Over the years I have worked with a lot of teens whose families are like Zhang Song’s. Born in farming communities in Greater Shiyan, they are eager to make their lives better through education. In most cases, their dreams come true. I have no prejudice against children from well-off or privileged families, but being able to help an adolescent in need is of significance to me because of my own family background and roots.

In recent years, the student population has changed very much. The percentage of teens from underprivileged peasant families is falling where I work. A more common sight in the classroom today is smartly dressed and well-fed adolescents, who snack, text and game. The school’s admissions policy was to blame, to a large extent, for this difference, with the leaders attempting to build the school into a national best. They claim that funds have to be raised by enrolling pupils from wealthy families. Another cause of the change is that more and more Chinese peasants no longer hope to send their kids to uni. To keep a child in uni is too costly for them; vocational education is an easier, quicker and more practical approach. In the past few years, the central government has implemented favourable policies to expand vocational education, offering grants and scholarships to those who opt for the vocational avenue.

Throughout history, China has found its roots in its rural communities. Chinese culture and legacies originated largely from an agrarian society. It is well known that a lot of Chinese leaders, scientists, doctors and engineers, among others, across all the social strata came from a Chinese village somewhere. They ascended the social ladder from the bottom to the top rung.

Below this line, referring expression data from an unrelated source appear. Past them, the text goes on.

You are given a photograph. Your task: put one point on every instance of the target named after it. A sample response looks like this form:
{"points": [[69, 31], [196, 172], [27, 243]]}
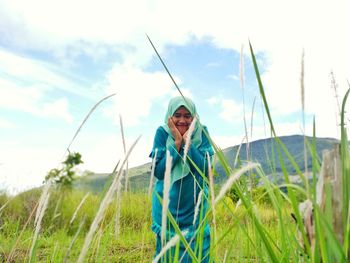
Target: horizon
{"points": [[54, 70]]}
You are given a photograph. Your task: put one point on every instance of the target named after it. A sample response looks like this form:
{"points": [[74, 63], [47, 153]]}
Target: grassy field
{"points": [[61, 240], [51, 225]]}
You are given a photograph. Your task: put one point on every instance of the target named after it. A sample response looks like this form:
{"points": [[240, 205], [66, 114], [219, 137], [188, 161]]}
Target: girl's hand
{"points": [[176, 134]]}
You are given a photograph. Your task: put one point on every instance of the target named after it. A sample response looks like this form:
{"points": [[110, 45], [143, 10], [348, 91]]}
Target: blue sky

Urbanisation has been transforming China. Consequently, the rural population is dwindling, resulting in migrant workers from rural China raising their kids in a city. But these kids are no urbanites in a real sense. For one thing, they are not eligible to sit the university entrance exam, outside their province, where their parents are temporarily employed. They have to take the trouble to go back to their native city in their home province to do it.

Whatever the causes of the change, we should not turn a blind eye to the fact that the future backbone of the nation will be confronted not only with urban China but with the rural areas as well. Therefore, we should not have today’s peasant kids’ right to uni curtailed or denied. We should provide it or facilitate it where it is jeopardised.